Gianni me cuenta esa noche y también el juicio, pero no deja estas dos historias solas en medio de un desierto silencioso. A su alrededor hay una vida complicada y plena como las vidas de todos. Recuerda a su hijo cuando le decía: «No te preocupes, papá, ya me encargo yo de todos mis hermanos. A mamá le haré vivir como una reina». Le gustaba jugar al fútbol y cuando su padre le tomaba el pelo, le respondía: «Ya verás, ya, acabarás yendo en Ferrari porque soy un gran futbolista. ¿No ves a Totti? Pues yo seré mejor que Totti porque llevo en la sangre eso de jugar al fútbol».

Y también Flora, su madre, lo recuerda así. «Me había pedido que le preparara puré y un trozo de carne asada, pero cuando llegó a cenar estaba triste. No comió nada. Y yo le dije: ¿Por qué no comes? ¿Te has tomado alguna guarrería por ahí? Él dijo que no y luego se marchó y volvió más tarde, a las once y media con Enzo y Salvatore, los otros dos chicos del incidente que iban juntos en la moto. Vino a ponerse una cazadora y le dije: No vuelvas tarde. Tu padre no pasa la noche en casa». Y él dijo ‘¡Ah, qué bien! ¡Ya duermo yo contigo, prepárame el pijama!’. Y yo le preparé el pijama. Se lo puse en el sitio de su padre y lo estuve esperando». Porque Davide era como todos los demás adolescentes del planeta.

Hace unos años, Unicef estimó que son poco más de mil millones. Y más o menos están hechos todos de la misma pasta. Algunos sueñan con convertirse en futbolistas, otros en huir de casa. Pero todos sueñan. Todos ven a sus padres como un obstáculo, pero luego necesitan su cercanía y dormir tal vez una noche con mamá. «Los chicos lo llamaban Robin Hood porque defendía a todos los chiquillos débiles ante quienes los insultaban, y también a las chicas, amigas suyas. Tenía un corazón enorme, era bueno, pero también era un chico muy despierto». Esto es lo que dice Flora y, sin darse cuenta, nos está hablando de todos nosotros, del vacío que nos están excavando, que nos estamos excavando a nuestro alrededor, recordándonos que si no nos preocupamos del cuidado de nuestra humanidad, estamos condenados a convertirnos en seres monstruosos. En el sótano transformado en hogar, al pie de un edificio de viviendas protegidas de una calle dedicada a un héroe mítico en un vecindario en las afueras de cualquier centro, nos recuerda que antes de poder estrechar entre nuestras manos lo que tenemos, nos conviene recordar lo que nos falta.

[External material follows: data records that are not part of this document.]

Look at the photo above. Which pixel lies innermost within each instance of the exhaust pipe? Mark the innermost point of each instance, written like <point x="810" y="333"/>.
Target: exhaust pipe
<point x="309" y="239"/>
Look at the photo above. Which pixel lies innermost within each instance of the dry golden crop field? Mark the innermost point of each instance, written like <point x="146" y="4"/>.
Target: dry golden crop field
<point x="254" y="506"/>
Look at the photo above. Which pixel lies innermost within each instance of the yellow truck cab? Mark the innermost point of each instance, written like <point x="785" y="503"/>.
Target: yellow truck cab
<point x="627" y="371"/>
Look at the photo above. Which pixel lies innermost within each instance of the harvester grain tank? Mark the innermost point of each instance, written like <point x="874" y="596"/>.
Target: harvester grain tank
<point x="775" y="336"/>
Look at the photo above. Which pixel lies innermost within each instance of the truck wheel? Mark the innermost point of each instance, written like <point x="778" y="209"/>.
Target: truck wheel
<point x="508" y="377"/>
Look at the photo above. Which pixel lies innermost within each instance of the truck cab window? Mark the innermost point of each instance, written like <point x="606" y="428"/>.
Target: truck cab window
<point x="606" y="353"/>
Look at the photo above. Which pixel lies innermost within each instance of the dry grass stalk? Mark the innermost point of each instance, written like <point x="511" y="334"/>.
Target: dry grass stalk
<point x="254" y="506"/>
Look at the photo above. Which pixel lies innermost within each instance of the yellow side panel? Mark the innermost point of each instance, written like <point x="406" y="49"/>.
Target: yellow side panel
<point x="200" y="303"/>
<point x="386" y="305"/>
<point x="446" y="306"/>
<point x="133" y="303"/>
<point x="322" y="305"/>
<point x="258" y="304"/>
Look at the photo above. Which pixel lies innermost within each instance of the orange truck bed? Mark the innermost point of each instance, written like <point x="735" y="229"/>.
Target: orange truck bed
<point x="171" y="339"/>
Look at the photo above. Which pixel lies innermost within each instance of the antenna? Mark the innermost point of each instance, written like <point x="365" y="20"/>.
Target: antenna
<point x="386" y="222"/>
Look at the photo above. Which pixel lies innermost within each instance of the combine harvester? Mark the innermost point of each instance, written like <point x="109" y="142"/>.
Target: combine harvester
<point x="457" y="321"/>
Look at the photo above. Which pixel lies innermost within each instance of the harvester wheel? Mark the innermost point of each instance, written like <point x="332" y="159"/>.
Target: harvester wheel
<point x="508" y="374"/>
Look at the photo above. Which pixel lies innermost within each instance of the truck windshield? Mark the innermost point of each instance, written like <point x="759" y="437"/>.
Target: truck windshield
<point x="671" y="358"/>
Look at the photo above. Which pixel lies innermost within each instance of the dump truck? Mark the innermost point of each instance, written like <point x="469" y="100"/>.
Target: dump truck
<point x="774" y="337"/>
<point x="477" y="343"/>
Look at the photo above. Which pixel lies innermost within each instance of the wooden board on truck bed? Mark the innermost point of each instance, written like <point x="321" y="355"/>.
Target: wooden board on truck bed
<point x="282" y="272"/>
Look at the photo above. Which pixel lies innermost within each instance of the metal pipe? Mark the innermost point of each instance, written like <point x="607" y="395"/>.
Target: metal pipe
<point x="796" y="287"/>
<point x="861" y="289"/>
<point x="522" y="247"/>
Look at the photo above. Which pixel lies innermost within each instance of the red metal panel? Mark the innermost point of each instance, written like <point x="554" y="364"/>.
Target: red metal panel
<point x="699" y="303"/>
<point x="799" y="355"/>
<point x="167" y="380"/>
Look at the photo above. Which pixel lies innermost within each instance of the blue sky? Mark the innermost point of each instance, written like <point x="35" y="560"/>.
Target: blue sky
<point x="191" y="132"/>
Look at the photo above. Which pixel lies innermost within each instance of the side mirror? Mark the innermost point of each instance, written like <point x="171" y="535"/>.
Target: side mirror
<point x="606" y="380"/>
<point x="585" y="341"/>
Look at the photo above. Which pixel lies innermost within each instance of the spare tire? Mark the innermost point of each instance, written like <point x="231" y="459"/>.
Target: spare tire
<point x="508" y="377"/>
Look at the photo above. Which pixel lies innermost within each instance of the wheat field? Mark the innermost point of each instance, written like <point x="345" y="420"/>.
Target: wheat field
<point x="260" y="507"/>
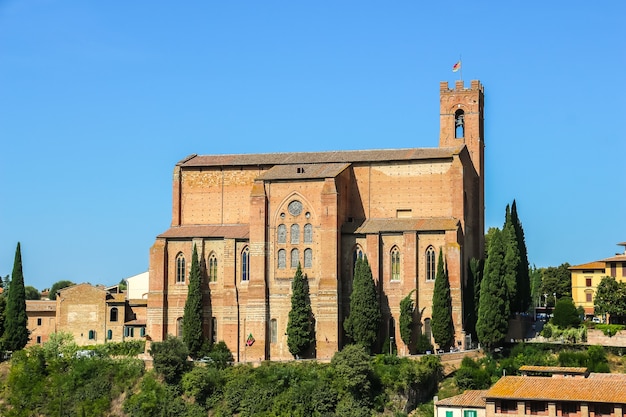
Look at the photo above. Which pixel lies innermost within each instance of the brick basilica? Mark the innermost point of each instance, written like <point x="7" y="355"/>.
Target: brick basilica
<point x="254" y="217"/>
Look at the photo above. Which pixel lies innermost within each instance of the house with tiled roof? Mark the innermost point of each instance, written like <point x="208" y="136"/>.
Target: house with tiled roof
<point x="93" y="314"/>
<point x="253" y="218"/>
<point x="557" y="395"/>
<point x="586" y="278"/>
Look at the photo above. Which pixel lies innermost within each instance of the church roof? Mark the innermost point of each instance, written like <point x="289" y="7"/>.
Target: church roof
<point x="228" y="231"/>
<point x="304" y="172"/>
<point x="401" y="225"/>
<point x="292" y="158"/>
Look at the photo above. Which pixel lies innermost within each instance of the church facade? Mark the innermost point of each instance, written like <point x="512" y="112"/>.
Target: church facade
<point x="254" y="217"/>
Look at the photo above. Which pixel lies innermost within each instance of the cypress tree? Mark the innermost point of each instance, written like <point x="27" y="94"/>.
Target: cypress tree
<point x="16" y="331"/>
<point x="300" y="330"/>
<point x="524" y="296"/>
<point x="407" y="310"/>
<point x="442" y="325"/>
<point x="364" y="319"/>
<point x="192" y="317"/>
<point x="511" y="262"/>
<point x="493" y="309"/>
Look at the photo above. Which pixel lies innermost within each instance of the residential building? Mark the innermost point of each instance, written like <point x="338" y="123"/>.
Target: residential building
<point x="559" y="392"/>
<point x="587" y="277"/>
<point x="92" y="314"/>
<point x="254" y="217"/>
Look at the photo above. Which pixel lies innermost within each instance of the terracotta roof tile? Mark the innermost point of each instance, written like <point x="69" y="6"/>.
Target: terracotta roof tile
<point x="554" y="369"/>
<point x="304" y="171"/>
<point x="41" y="305"/>
<point x="232" y="231"/>
<point x="590" y="265"/>
<point x="470" y="398"/>
<point x="372" y="155"/>
<point x="604" y="390"/>
<point x="400" y="225"/>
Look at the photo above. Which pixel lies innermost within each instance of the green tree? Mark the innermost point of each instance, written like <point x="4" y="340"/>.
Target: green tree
<point x="556" y="281"/>
<point x="300" y="331"/>
<point x="31" y="293"/>
<point x="170" y="359"/>
<point x="535" y="286"/>
<point x="192" y="316"/>
<point x="407" y="311"/>
<point x="511" y="262"/>
<point x="16" y="332"/>
<point x="364" y="319"/>
<point x="442" y="324"/>
<point x="59" y="285"/>
<point x="523" y="295"/>
<point x="493" y="311"/>
<point x="565" y="314"/>
<point x="610" y="299"/>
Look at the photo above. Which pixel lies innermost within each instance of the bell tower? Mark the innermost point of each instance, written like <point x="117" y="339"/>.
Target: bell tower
<point x="462" y="121"/>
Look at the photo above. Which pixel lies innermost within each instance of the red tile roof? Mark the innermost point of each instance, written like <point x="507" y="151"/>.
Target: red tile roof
<point x="372" y="155"/>
<point x="603" y="390"/>
<point x="470" y="398"/>
<point x="233" y="231"/>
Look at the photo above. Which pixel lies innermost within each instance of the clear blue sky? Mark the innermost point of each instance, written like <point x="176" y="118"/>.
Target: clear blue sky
<point x="100" y="99"/>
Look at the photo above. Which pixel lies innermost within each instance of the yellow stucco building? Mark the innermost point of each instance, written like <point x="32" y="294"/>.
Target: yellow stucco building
<point x="586" y="277"/>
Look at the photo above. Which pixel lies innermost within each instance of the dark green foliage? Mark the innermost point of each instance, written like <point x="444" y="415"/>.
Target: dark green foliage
<point x="565" y="314"/>
<point x="523" y="295"/>
<point x="59" y="285"/>
<point x="192" y="317"/>
<point x="610" y="299"/>
<point x="155" y="399"/>
<point x="442" y="325"/>
<point x="535" y="286"/>
<point x="423" y="344"/>
<point x="31" y="293"/>
<point x="493" y="311"/>
<point x="42" y="383"/>
<point x="556" y="280"/>
<point x="203" y="384"/>
<point x="511" y="262"/>
<point x="471" y="375"/>
<point x="364" y="320"/>
<point x="170" y="359"/>
<point x="300" y="328"/>
<point x="220" y="356"/>
<point x="594" y="359"/>
<point x="407" y="311"/>
<point x="15" y="335"/>
<point x="354" y="373"/>
<point x="471" y="294"/>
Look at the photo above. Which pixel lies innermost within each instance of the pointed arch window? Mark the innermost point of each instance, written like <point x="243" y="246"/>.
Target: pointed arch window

«Echo de menos lo que hacía de pequeño. Siempre decía que me quería, que yo era su reina. Me tomaba en sus brazos, me hacía dar vueltas y de repente yo perdía el equilibrio y me sujetaba para que no me cayera. Porque era juguetón, era un chiquillo al que le gustaba vivir. Echo de menos los besos que me daba en la boca».

Ascanio Celestini es dramaturgo, escritor y cineasta. Figura destacada del teatro narración en Italia, Celestini fue galardonado con el premio Ubu en 2002 y 2005.